M. Clune a également été surpris. « Regardez l’explosion de créativité à partir de si peu de graines », dit-il. « Il invente le football avec deux buts et un terrain vert, le tir sur une série de cibles mobiles comme le croquet dynamique, la recherche et le sauvetage dans un immeuble à plusieurs salles, la balle au prisonnier, le déblayage d’un chantier et, mon préféré, le ramassage de la vaisselle sur les tables dans un restaurant bondé ! C’est vraiment génial ! » OMNI-EPIC a inventé plus de 200 tâches avant que l’équipe ne mette fin à l’expérience en raison des coûts de calcul.

Les chercheurs soulignent qu’il n’est pas nécessaire de limiter OMNI-EPIC à des tâches physiques. En théorie, il pourrait s’assigner des tâches en mathématiques ou en littérature. Le système pourrait également écrire du code pour des simulateurs qui créent de nouveaux types de mondes, conduisant à des agents d’IA avec toutes sortes de capacités qui pourraient être transférées dans le monde réel.

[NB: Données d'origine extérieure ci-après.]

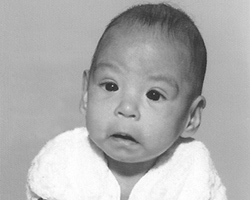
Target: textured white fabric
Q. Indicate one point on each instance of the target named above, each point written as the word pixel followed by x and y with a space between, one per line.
pixel 69 167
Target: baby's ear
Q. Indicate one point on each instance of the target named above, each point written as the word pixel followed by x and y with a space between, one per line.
pixel 195 114
pixel 84 98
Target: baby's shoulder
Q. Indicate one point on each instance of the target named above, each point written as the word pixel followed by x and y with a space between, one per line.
pixel 63 144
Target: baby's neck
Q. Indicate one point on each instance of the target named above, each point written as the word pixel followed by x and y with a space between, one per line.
pixel 128 174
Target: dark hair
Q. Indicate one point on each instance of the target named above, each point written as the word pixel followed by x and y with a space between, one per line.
pixel 174 23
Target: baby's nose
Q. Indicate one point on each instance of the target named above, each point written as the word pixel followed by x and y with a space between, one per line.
pixel 128 109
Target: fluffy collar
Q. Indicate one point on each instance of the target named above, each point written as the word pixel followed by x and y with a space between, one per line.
pixel 69 167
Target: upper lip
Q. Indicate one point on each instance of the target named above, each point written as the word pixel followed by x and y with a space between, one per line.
pixel 125 136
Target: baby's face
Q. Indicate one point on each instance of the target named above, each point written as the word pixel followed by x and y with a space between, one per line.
pixel 137 100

Pour l’instant, ces systèmes en sont encore au stade de l’invention de nouveaux jeux vidéo. La route vers une IA véritablement créative est encore longue, mais les progrès sont prometteurs. Les chercheurs continuent d’explorer de nouvelles méthodes pour rendre l’IA plus intelligente et plus capable de résoudre des problèmes complexes. Les avancées récentes montrent que l’IA peut apprendre de manière itérative et sélective, imitant le processus de créativité humaine. Cependant, il reste encore beaucoup de travail à faire pour atteindre une IA véritablement créative et capable de surmonter les défis du monde réel.